The longest running feud in the magazine industry is between two men closely associated with The New Republic: Leon Wieseltier and Andrew Sullivan. It is a bit surprising, however, that TNR actually published the opening salvo in the last battle, a 4,000-word web of insinuations by Wieseltier, aptly entitled “Something Much Darker.”
Wieseltier never comes out and calls Sullivan an anti-Semite–perhaps because he is already on record saying emphatically that Sullivan is not an anti-Semite–yet that is unmistakably his case. The weakness of this charge is apparent from the opening volley, in which Wieseltier notes Sullivan’s posting of a quotation from W.H. Auden, in a letter to Ursula Niebuhr: “Trying to explain the doctrine of the Trinity to the readers of The New Republic is not easy.” When Auden wrote this, Wieseltier notes, “he was lightly lamenting the spiritual shallowness of the liberalism of his day.” But when Sullivan posts the quote, he claims, “he is baiting another class of people.”
Regular readers of Sullivan’s blog know that he is a stout advocate of Reinhold Niebuhr. He believes, as I do, that Niebuhr’s writings about theology and politics are important for the current political environment, because they bring centuries of mainstream Protestantism to bear on the duties and responsibilities of a citizen in a democracy. They enrich the political dialogue. In citing them, Sullivan would seem to be asserting mainly that religion as such is a proper part of our political and social dialogue. This is one of several points on which Sullivan himself parts company with much American liberalism of the post-Kennedy era. It is bizarre to see it as an attack on Jews.

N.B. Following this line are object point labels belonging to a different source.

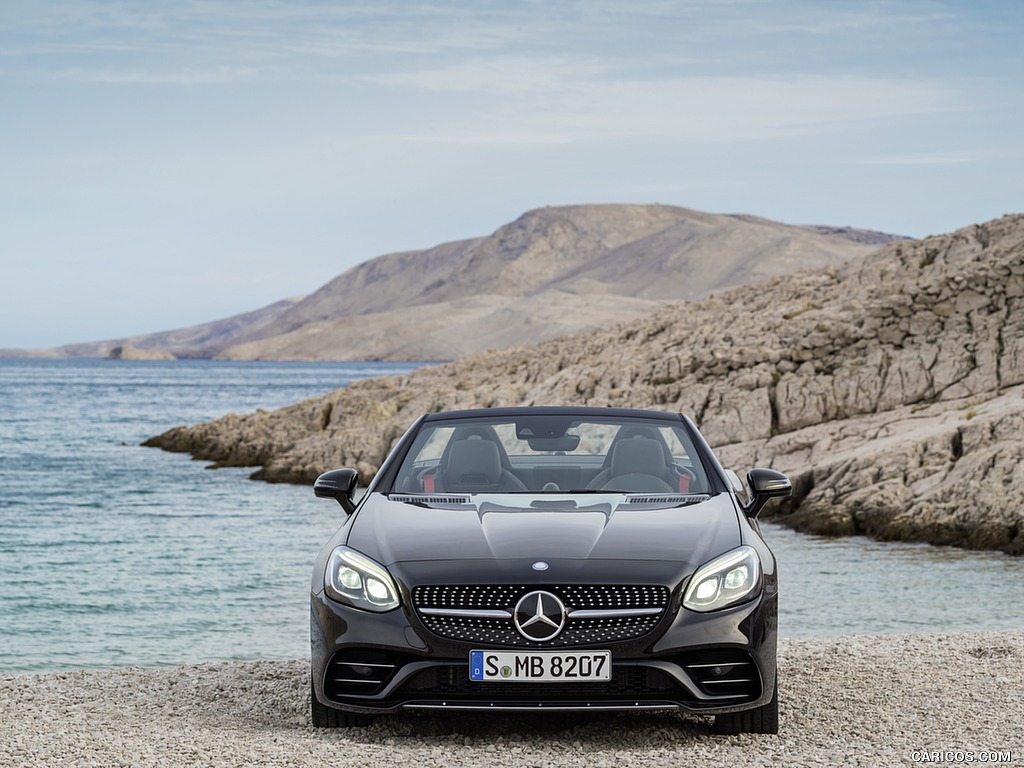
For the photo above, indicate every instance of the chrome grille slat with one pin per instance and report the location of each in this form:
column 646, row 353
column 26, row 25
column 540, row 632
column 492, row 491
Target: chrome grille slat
column 595, row 613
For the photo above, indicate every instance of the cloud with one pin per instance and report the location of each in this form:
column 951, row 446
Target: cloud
column 559, row 99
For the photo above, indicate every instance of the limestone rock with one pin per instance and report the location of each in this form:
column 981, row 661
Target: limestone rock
column 891, row 387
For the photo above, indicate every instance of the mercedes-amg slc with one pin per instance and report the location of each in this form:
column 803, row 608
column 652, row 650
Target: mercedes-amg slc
column 548, row 559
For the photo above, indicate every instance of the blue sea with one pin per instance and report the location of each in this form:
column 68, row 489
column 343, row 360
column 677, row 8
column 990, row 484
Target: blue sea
column 113, row 554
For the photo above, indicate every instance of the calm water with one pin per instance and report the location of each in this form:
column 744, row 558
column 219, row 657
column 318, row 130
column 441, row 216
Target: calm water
column 112, row 554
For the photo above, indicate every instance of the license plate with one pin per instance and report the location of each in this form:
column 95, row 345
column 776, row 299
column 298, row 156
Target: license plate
column 540, row 666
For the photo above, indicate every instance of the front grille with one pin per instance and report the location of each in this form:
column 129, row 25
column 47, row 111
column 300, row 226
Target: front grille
column 648, row 604
column 627, row 682
column 724, row 673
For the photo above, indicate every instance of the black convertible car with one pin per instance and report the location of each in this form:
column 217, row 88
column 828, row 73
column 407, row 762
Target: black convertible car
column 548, row 558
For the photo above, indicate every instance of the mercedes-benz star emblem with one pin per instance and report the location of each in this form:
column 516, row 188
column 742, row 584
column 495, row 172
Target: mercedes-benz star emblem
column 540, row 616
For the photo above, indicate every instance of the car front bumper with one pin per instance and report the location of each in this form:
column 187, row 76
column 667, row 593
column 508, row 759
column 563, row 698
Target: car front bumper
column 700, row 663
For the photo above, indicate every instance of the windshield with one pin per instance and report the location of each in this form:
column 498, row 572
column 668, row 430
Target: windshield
column 551, row 455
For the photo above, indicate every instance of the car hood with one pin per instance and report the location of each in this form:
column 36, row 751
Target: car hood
column 685, row 530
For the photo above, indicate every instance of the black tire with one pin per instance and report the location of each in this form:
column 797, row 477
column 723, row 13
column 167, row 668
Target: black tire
column 328, row 717
column 762, row 720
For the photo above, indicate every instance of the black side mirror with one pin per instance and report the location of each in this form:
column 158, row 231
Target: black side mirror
column 340, row 485
column 765, row 485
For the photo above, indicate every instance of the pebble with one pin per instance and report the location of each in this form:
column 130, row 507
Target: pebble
column 865, row 700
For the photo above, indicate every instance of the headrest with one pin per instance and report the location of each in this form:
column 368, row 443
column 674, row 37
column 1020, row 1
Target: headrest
column 637, row 456
column 474, row 463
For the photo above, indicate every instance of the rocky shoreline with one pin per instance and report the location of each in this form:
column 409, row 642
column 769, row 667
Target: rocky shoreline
column 890, row 388
column 860, row 700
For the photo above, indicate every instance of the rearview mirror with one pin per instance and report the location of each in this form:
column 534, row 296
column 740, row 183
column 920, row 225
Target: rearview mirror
column 340, row 485
column 765, row 485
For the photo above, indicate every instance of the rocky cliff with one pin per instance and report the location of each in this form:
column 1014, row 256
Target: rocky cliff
column 891, row 388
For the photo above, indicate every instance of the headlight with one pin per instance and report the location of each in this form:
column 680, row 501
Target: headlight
column 724, row 581
column 355, row 580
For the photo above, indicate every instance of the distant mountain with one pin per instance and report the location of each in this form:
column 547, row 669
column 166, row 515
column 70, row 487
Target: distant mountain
column 552, row 271
column 890, row 387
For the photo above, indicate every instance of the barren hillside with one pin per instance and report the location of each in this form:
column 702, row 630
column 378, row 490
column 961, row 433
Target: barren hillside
column 550, row 272
column 890, row 387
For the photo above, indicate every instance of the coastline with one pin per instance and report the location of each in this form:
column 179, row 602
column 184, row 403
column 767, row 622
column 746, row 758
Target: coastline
column 844, row 700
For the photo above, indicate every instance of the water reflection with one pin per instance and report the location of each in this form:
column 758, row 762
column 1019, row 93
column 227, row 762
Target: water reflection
column 859, row 586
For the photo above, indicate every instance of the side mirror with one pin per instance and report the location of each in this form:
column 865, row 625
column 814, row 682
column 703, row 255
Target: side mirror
column 340, row 485
column 765, row 485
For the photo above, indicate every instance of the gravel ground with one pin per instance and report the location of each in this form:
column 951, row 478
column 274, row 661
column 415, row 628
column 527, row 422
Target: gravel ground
column 852, row 700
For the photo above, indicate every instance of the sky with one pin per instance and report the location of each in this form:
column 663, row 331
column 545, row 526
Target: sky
column 166, row 164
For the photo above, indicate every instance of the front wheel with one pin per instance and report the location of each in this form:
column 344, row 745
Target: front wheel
column 328, row 717
column 761, row 720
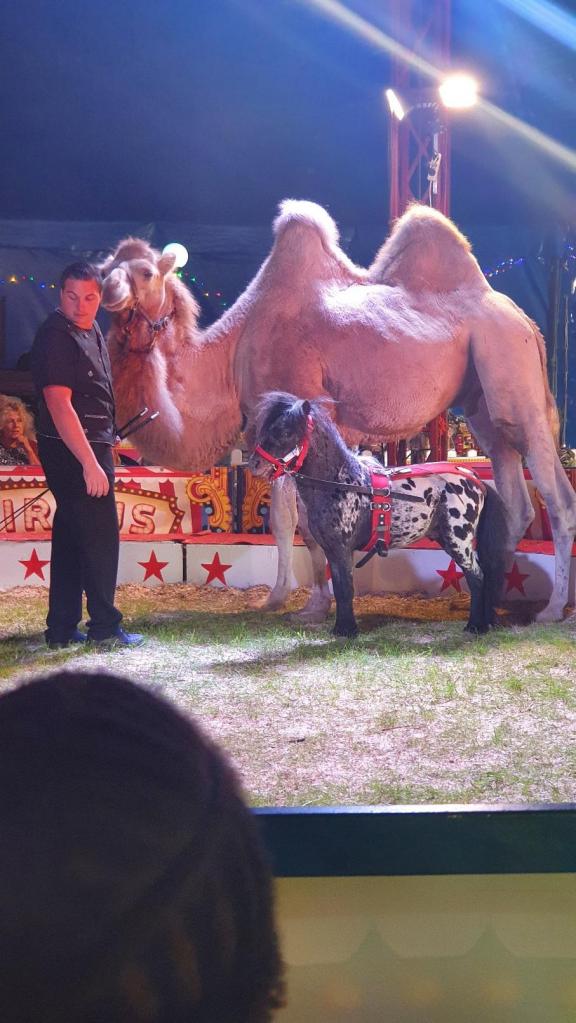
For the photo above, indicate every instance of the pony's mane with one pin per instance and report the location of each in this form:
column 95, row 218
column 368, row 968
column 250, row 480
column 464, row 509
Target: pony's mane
column 426, row 252
column 275, row 403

In support of this strange interpretation of a single quotation from Auden, Wieseltier focuses on Sullivan’s criticism of actions of the Israeli government, and particularly the way it conducted the war in Gaza. He highlights a series of posts in which Sullivan’s wording may be overheated and imprecise. Most of these blog posts were written as spontaneous expressions of anger after hearing the report of some atrocity. They are not the sort of thing a writer like Sullivan would likely put in a book and Wieseltier is able to score some modest debater’s points about loose usage of language.
Probably Wieseltier’s strongest zinger in this series comes when he quotes Sullivan talking about the “Krauthammer-Goldfarb wing,” suggesting that they represent a “wing” of American Jewry that endorses torture as a matter of government policy. These obviously weren’t the best chosen words, among other things because they lump together a serious thinker with a crude political propagandist, and they suggest that religious affinity is what produces these views. But such shorthand linkages are commonplace in the political fray, and it is mean-spirited to infer racism from them, when more explicit evidence is absent. When Wieseltier goes on to link the dubious charge of anti-Semitism to Sullivan’s stance on Israel, he only weakens his own criticisms of that stance.
Wieseltier has managed the back of TNR for an era, and he’s done a consistently good job. Moreover, as a writer he knows few equals within his generation. In Kaddish he produced a work that shatters previous stylistic molds, moving between the world of intellect and a highly personal pathos deeply engaged with rabbinical tradition. He demonstrated the relevance of that tradition to our own times in a very persuasive way. One should be prepared to forgive the author of such a work for an embarrassing couple of blog posts. But in the process of identifying passages that Sullivan might better have left unposted, Wieseltier has written his own. As throwdowns go, this one has a lot of sizzle and no substance.